The worst sin that could be committed in the assembly hall was to stop the track.
At the time I was working on the top floor of the Assembly Hall where the trimmed bodies were stored before going to the track on the floor below. It was always noisy up there due to the roller beds and the chain conveyors click clacking away.
But this day, in the middle of the shift, the whole noise stopped abruptly. Looking down from the body drops one could see that all three tracks had also stopped. The silence was deafening!
Within minutes some of the guys from the control room, in the basement, were swarming around the bodies, lifting bonnets and checking papers. Something drastic had happened.
It appeared that some bodies had reached a point on the track and the wrong parts had reached the same point! All three tracks had the same problem. How had this happened?
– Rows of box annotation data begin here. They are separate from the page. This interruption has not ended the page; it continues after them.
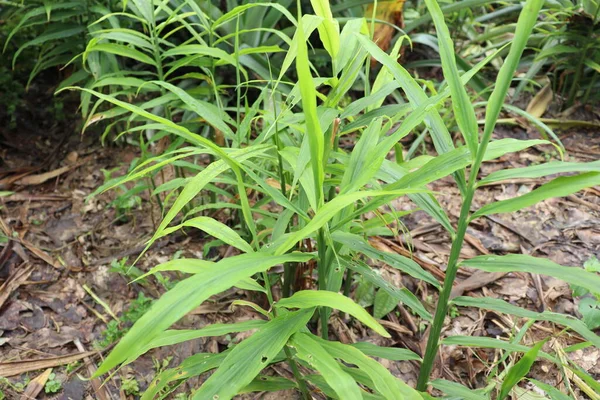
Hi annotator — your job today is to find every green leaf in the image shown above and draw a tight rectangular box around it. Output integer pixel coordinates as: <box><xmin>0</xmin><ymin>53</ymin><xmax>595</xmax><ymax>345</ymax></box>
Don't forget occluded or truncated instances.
<box><xmin>357</xmin><ymin>34</ymin><xmax>454</xmax><ymax>163</ymax></box>
<box><xmin>290</xmin><ymin>333</ymin><xmax>362</xmax><ymax>400</ymax></box>
<box><xmin>162</xmin><ymin>44</ymin><xmax>236</xmax><ymax>67</ymax></box>
<box><xmin>311</xmin><ymin>335</ymin><xmax>422</xmax><ymax>400</ymax></box>
<box><xmin>191</xmin><ymin>309</ymin><xmax>314</xmax><ymax>400</ymax></box>
<box><xmin>310</xmin><ymin>0</ymin><xmax>341</xmax><ymax>68</ymax></box>
<box><xmin>429</xmin><ymin>379</ymin><xmax>489</xmax><ymax>400</ymax></box>
<box><xmin>84</xmin><ymin>43</ymin><xmax>156</xmax><ymax>67</ymax></box>
<box><xmin>529</xmin><ymin>379</ymin><xmax>573</xmax><ymax>400</ymax></box>
<box><xmin>373</xmin><ymin>289</ymin><xmax>398</xmax><ymax>319</ymax></box>
<box><xmin>292</xmin><ymin>12</ymin><xmax>325</xmax><ymax>206</ymax></box>
<box><xmin>345</xmin><ymin>262</ymin><xmax>432</xmax><ymax>321</ymax></box>
<box><xmin>94</xmin><ymin>253</ymin><xmax>313</xmax><ymax>377</ymax></box>
<box><xmin>332</xmin><ymin>231</ymin><xmax>440</xmax><ymax>288</ymax></box>
<box><xmin>386</xmin><ymin>139</ymin><xmax>548</xmax><ymax>189</ymax></box>
<box><xmin>140</xmin><ymin>350</ymin><xmax>231</xmax><ymax>400</ymax></box>
<box><xmin>442</xmin><ymin>336</ymin><xmax>562</xmax><ymax>365</ymax></box>
<box><xmin>350</xmin><ymin>342</ymin><xmax>421</xmax><ymax>361</ymax></box>
<box><xmin>123</xmin><ymin>320</ymin><xmax>267</xmax><ymax>364</ymax></box>
<box><xmin>477</xmin><ymin>161</ymin><xmax>600</xmax><ymax>186</ymax></box>
<box><xmin>275</xmin><ymin>290</ymin><xmax>390</xmax><ymax>337</ymax></box>
<box><xmin>577</xmin><ymin>298</ymin><xmax>600</xmax><ymax>329</ymax></box>
<box><xmin>425</xmin><ymin>0</ymin><xmax>479</xmax><ymax>157</ymax></box>
<box><xmin>152</xmin><ymin>81</ymin><xmax>234</xmax><ymax>137</ymax></box>
<box><xmin>471</xmin><ymin>172</ymin><xmax>600</xmax><ymax>220</ymax></box>
<box><xmin>461</xmin><ymin>254</ymin><xmax>600</xmax><ymax>302</ymax></box>
<box><xmin>480</xmin><ymin>0</ymin><xmax>544</xmax><ymax>150</ymax></box>
<box><xmin>12</xmin><ymin>24</ymin><xmax>85</xmax><ymax>69</ymax></box>
<box><xmin>498</xmin><ymin>339</ymin><xmax>547</xmax><ymax>400</ymax></box>
<box><xmin>452</xmin><ymin>296</ymin><xmax>600</xmax><ymax>347</ymax></box>
<box><xmin>161</xmin><ymin>217</ymin><xmax>254</xmax><ymax>253</ymax></box>
<box><xmin>238</xmin><ymin>375</ymin><xmax>298</xmax><ymax>394</ymax></box>
<box><xmin>274</xmin><ymin>189</ymin><xmax>426</xmax><ymax>254</ymax></box>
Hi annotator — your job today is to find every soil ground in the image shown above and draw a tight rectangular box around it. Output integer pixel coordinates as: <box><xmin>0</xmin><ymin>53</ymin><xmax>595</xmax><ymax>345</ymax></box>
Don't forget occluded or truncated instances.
<box><xmin>0</xmin><ymin>86</ymin><xmax>600</xmax><ymax>400</ymax></box>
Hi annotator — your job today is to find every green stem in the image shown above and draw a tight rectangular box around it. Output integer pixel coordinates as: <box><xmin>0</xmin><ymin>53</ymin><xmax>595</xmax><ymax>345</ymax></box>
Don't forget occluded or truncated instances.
<box><xmin>417</xmin><ymin>188</ymin><xmax>474</xmax><ymax>391</ymax></box>
<box><xmin>262</xmin><ymin>271</ymin><xmax>311</xmax><ymax>400</ymax></box>
<box><xmin>281</xmin><ymin>263</ymin><xmax>297</xmax><ymax>298</ymax></box>
<box><xmin>317</xmin><ymin>228</ymin><xmax>329</xmax><ymax>340</ymax></box>
<box><xmin>417</xmin><ymin>104</ymin><xmax>497</xmax><ymax>391</ymax></box>
<box><xmin>283</xmin><ymin>345</ymin><xmax>311</xmax><ymax>400</ymax></box>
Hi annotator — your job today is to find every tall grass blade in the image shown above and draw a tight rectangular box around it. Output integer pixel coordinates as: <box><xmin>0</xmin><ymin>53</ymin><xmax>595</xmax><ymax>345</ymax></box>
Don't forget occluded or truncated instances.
<box><xmin>191</xmin><ymin>309</ymin><xmax>314</xmax><ymax>400</ymax></box>
<box><xmin>276</xmin><ymin>290</ymin><xmax>390</xmax><ymax>337</ymax></box>
<box><xmin>425</xmin><ymin>0</ymin><xmax>479</xmax><ymax>157</ymax></box>
<box><xmin>498</xmin><ymin>340</ymin><xmax>546</xmax><ymax>400</ymax></box>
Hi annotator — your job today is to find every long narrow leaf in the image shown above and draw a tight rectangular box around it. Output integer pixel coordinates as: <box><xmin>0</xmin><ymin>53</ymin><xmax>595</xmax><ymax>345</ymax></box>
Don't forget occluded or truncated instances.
<box><xmin>276</xmin><ymin>290</ymin><xmax>390</xmax><ymax>337</ymax></box>
<box><xmin>94</xmin><ymin>253</ymin><xmax>312</xmax><ymax>377</ymax></box>
<box><xmin>192</xmin><ymin>309</ymin><xmax>314</xmax><ymax>400</ymax></box>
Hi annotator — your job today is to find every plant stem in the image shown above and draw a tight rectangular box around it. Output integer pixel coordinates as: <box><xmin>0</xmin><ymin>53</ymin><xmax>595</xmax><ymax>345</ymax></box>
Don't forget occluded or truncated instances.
<box><xmin>283</xmin><ymin>345</ymin><xmax>310</xmax><ymax>400</ymax></box>
<box><xmin>262</xmin><ymin>271</ymin><xmax>310</xmax><ymax>400</ymax></box>
<box><xmin>317</xmin><ymin>228</ymin><xmax>329</xmax><ymax>340</ymax></box>
<box><xmin>417</xmin><ymin>99</ymin><xmax>499</xmax><ymax>391</ymax></box>
<box><xmin>417</xmin><ymin>187</ymin><xmax>474</xmax><ymax>391</ymax></box>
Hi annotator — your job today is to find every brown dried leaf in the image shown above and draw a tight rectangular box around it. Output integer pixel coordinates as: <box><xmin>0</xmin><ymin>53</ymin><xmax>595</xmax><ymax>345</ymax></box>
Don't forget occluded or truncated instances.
<box><xmin>0</xmin><ymin>351</ymin><xmax>96</xmax><ymax>377</ymax></box>
<box><xmin>21</xmin><ymin>368</ymin><xmax>52</xmax><ymax>400</ymax></box>
<box><xmin>525</xmin><ymin>83</ymin><xmax>552</xmax><ymax>118</ymax></box>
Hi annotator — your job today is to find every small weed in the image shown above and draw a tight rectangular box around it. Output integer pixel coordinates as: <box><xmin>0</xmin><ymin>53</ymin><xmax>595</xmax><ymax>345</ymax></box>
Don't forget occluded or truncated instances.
<box><xmin>448</xmin><ymin>304</ymin><xmax>460</xmax><ymax>318</ymax></box>
<box><xmin>94</xmin><ymin>292</ymin><xmax>152</xmax><ymax>349</ymax></box>
<box><xmin>44</xmin><ymin>373</ymin><xmax>62</xmax><ymax>393</ymax></box>
<box><xmin>0</xmin><ymin>376</ymin><xmax>29</xmax><ymax>393</ymax></box>
<box><xmin>121</xmin><ymin>377</ymin><xmax>140</xmax><ymax>396</ymax></box>
<box><xmin>122</xmin><ymin>292</ymin><xmax>152</xmax><ymax>324</ymax></box>
<box><xmin>65</xmin><ymin>361</ymin><xmax>81</xmax><ymax>374</ymax></box>
<box><xmin>152</xmin><ymin>356</ymin><xmax>173</xmax><ymax>375</ymax></box>
<box><xmin>108</xmin><ymin>257</ymin><xmax>147</xmax><ymax>285</ymax></box>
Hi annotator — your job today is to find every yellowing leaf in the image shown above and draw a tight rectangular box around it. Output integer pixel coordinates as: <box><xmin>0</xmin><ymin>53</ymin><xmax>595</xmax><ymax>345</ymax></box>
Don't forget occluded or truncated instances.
<box><xmin>525</xmin><ymin>83</ymin><xmax>552</xmax><ymax>118</ymax></box>
<box><xmin>365</xmin><ymin>0</ymin><xmax>405</xmax><ymax>51</ymax></box>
When a car was ordered it would be given a vehicle identification number(VIN). A sheet would be made with all the specifications, colour, wire wheels etc. This sheet would be duplicated several times in the control room and the VIN would be applied to each sheet using a special stamp which only changed its number after the correct number of sheets had been stamped. These sheets would then be sent to various places, stores, the appropriate body drop etc. The logistics were very complicated.
On this particular day some one (nobody knows who) had, unnoticed, picked up the stamp and pressed it down to see what it did. The result was cumulative and a disaster. It took the control room guys the whole of the rest of the shift and all of the night shift (the day shift had to stop behind to hand over to the night shift) to sort the problem.